Chelicera (Fig. 2H): Hand with 5 setae; movable finger with 1 subdistal seta; galea present as a tubercle; fixed finger with 11 well-separated and homogeneous teeth, absence of isolated tooth; movable finger with 11 well-separated and homogeneous teeth, distal tooth slightly isolated; rallum with 7 blades; serrula exterior with 14 blades, serrula interior with 12 blades.

Tergites. Not divided; surface smooth; chaetotaxy uniseriate, I–XI 4: 4: 4: 4: 4: 6: 6: 6: 4: 2: 2. Pleural membranes striate.

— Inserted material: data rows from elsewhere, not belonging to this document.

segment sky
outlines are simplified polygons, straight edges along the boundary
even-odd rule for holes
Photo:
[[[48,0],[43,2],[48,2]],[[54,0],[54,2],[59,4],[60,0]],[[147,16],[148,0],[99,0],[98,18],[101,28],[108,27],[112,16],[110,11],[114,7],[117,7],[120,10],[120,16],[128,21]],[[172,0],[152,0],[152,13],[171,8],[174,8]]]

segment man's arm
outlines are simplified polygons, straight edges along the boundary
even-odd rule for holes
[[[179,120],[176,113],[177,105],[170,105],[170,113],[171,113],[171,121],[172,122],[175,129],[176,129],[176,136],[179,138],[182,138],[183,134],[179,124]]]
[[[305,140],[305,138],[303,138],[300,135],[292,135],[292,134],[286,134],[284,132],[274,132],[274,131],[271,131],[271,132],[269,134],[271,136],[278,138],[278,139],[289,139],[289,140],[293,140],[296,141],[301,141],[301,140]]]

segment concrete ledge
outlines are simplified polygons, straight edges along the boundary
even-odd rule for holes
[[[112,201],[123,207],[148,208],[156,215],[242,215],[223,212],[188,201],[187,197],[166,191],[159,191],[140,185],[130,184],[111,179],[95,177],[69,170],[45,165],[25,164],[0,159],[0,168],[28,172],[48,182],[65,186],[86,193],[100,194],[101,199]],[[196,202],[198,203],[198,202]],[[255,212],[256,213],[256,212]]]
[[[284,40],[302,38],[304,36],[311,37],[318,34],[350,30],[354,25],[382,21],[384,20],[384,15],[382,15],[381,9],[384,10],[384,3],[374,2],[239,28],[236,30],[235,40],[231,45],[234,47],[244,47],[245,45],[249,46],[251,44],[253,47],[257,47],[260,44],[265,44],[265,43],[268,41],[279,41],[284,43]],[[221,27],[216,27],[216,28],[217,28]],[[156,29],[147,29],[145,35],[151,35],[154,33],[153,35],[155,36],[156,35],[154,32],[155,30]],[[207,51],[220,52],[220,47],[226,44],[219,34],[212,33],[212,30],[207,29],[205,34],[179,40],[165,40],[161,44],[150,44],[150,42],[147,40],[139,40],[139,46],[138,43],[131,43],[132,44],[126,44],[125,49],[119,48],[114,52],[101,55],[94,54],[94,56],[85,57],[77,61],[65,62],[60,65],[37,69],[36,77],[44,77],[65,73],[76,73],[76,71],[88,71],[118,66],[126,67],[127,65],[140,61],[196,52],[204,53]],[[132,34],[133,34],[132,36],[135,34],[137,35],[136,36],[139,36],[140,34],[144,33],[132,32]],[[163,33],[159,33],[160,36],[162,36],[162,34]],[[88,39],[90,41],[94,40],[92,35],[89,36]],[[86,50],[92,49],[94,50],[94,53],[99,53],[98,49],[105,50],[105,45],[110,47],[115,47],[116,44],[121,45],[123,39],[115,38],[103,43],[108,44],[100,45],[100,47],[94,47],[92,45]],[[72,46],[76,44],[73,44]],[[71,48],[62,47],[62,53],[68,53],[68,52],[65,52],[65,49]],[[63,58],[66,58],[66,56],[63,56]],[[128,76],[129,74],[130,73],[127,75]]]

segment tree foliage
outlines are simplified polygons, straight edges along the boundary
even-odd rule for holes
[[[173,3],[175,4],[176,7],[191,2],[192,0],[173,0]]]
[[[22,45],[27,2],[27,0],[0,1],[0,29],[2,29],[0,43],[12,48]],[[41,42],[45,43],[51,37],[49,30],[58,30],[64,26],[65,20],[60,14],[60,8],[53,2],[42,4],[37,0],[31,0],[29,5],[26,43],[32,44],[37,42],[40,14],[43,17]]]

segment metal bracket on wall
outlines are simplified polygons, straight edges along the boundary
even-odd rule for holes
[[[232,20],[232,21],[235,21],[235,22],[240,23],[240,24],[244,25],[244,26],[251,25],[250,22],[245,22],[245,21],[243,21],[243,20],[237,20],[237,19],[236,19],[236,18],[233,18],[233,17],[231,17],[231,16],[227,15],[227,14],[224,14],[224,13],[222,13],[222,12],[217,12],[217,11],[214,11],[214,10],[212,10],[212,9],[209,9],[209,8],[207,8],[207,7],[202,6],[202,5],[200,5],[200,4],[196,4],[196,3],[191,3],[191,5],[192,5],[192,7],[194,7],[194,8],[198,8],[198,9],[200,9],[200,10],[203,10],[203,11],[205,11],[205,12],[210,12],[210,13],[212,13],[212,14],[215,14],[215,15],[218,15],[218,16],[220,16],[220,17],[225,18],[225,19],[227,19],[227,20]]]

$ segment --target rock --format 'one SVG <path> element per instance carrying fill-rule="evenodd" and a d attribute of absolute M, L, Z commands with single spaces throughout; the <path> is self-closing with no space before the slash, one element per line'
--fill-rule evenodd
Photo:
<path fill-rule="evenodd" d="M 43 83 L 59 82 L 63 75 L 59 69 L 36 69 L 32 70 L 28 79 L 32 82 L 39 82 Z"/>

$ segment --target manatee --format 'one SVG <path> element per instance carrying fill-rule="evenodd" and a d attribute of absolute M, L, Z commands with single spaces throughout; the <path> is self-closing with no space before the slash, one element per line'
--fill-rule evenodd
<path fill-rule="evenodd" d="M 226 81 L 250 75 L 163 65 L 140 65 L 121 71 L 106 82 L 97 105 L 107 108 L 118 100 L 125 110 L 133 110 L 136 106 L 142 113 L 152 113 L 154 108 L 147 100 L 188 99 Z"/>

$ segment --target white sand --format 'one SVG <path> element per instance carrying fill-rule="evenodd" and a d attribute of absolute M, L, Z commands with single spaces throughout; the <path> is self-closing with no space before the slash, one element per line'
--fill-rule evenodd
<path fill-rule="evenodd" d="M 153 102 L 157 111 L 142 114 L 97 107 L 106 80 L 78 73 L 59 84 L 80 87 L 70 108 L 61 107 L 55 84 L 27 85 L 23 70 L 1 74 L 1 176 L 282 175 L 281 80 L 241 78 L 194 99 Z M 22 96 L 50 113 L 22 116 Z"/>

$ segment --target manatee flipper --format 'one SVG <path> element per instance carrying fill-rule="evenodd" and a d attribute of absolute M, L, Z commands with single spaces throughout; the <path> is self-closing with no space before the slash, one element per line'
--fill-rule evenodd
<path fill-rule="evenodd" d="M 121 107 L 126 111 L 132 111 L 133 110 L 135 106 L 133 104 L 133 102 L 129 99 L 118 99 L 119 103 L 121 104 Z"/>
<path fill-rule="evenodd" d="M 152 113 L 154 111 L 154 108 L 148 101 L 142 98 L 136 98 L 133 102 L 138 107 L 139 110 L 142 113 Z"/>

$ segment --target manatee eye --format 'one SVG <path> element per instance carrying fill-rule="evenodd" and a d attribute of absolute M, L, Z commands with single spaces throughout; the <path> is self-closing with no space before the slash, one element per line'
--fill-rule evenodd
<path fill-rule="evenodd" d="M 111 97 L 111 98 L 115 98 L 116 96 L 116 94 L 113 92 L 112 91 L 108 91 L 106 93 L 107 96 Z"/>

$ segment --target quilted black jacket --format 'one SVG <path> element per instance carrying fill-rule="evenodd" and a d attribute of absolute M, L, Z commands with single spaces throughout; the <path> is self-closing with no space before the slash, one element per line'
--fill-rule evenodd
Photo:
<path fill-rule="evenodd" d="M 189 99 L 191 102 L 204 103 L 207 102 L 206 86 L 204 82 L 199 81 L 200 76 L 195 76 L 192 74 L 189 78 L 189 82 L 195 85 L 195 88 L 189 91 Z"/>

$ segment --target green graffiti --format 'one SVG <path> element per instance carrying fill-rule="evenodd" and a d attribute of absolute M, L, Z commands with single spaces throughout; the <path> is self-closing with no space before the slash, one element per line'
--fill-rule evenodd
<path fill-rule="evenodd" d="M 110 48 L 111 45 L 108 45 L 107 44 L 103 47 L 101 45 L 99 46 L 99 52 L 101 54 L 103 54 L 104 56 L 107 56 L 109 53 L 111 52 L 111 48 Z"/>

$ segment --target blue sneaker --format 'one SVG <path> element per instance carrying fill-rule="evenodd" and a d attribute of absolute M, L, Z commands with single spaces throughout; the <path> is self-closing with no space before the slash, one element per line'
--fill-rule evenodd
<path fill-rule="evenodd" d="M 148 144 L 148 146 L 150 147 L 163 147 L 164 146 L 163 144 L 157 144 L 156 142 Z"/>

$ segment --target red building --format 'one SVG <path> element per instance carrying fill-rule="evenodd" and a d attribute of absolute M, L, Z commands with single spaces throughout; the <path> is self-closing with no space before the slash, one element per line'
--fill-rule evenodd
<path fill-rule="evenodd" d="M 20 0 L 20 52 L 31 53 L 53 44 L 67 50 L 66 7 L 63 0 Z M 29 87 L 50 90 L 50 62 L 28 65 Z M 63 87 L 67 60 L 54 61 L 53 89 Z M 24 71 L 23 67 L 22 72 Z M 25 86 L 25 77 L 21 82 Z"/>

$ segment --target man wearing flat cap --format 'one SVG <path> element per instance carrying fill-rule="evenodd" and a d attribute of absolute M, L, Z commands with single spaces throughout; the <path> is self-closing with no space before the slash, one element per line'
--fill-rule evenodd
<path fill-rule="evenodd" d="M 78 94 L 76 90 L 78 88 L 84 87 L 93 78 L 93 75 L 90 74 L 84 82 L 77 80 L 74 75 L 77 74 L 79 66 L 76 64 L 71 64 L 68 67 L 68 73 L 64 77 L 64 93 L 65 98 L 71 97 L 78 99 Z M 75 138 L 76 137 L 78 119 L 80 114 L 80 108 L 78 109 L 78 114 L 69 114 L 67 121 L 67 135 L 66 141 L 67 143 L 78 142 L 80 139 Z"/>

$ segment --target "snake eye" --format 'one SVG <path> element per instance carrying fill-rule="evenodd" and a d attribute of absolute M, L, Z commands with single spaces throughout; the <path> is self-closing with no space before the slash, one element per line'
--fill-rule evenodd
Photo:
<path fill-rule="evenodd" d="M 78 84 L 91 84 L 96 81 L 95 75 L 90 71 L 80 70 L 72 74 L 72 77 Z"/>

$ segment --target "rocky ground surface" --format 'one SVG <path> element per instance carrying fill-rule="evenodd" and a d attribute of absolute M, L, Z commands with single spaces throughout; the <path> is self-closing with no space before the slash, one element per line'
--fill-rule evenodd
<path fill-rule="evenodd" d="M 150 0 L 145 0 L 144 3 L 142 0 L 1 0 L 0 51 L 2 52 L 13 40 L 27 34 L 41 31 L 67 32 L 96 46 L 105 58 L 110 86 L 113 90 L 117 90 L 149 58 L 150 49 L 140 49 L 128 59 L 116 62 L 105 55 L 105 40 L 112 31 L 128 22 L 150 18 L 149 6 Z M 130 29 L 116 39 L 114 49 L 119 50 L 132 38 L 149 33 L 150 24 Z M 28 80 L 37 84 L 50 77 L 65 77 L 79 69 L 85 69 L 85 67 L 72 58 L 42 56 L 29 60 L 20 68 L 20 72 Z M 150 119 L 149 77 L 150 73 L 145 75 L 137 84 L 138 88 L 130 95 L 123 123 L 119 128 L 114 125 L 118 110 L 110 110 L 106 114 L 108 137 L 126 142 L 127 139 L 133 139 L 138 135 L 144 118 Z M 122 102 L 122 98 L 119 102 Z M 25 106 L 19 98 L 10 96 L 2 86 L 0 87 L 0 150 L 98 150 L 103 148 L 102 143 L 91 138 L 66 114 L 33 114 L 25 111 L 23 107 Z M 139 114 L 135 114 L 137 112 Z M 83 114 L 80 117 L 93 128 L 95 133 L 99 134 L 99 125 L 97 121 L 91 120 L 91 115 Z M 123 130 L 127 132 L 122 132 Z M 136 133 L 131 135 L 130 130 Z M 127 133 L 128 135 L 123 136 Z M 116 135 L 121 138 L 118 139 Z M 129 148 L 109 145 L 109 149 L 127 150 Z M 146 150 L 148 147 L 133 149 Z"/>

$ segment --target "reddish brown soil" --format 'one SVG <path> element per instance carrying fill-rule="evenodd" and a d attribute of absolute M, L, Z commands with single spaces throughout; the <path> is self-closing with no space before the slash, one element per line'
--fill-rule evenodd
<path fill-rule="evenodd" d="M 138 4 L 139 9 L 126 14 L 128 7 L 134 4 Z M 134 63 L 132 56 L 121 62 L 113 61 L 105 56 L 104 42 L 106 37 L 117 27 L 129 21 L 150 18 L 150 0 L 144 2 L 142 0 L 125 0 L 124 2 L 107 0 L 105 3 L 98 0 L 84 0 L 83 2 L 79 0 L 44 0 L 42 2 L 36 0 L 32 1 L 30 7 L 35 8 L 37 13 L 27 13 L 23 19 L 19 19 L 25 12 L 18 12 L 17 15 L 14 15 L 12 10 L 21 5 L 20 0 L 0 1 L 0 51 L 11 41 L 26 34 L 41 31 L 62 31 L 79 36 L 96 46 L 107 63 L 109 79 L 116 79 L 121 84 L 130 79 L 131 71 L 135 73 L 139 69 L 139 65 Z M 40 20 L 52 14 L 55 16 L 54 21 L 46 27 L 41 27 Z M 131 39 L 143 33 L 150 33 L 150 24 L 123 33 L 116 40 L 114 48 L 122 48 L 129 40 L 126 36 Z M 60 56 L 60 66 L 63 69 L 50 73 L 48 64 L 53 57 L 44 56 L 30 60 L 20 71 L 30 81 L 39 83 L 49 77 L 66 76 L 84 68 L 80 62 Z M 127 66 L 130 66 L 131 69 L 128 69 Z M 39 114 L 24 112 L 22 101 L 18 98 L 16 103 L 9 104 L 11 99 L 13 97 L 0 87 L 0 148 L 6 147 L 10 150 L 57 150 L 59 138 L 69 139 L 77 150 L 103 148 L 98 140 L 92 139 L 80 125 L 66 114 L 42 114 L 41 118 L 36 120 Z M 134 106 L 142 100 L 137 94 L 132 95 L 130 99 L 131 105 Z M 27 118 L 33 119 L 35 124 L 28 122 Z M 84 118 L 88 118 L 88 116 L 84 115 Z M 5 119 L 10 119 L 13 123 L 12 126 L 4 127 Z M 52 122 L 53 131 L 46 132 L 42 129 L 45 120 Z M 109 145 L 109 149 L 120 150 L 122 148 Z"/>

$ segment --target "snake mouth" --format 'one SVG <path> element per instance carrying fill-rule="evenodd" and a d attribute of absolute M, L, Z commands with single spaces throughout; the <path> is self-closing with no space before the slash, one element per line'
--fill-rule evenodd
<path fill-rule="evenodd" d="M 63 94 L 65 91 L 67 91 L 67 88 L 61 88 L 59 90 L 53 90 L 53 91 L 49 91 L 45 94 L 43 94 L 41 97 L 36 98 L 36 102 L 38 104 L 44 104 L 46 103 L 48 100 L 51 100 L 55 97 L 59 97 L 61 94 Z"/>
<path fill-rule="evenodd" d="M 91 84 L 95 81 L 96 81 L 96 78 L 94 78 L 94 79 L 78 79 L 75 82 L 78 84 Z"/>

Coxae (Fig. 2D, G): Manducatory process with two apical setae; rest of palp coxae with 3 setae arranged in a triangle; delicate lamellae outlined by 12 small spines. Pedal (Fig. 1D, H): coxal spines plumose, arranged in a single transverse row in coxae I (3) and II (5) (Fig. 1H), coxae I–IV chaetotaxy 4(1): 4–5: 7: 7–8.

Genital operculum of male (Fig. 2E): 8 discal setae, 6 marginal setae on each side of the opening, 10 setae on the third tergite.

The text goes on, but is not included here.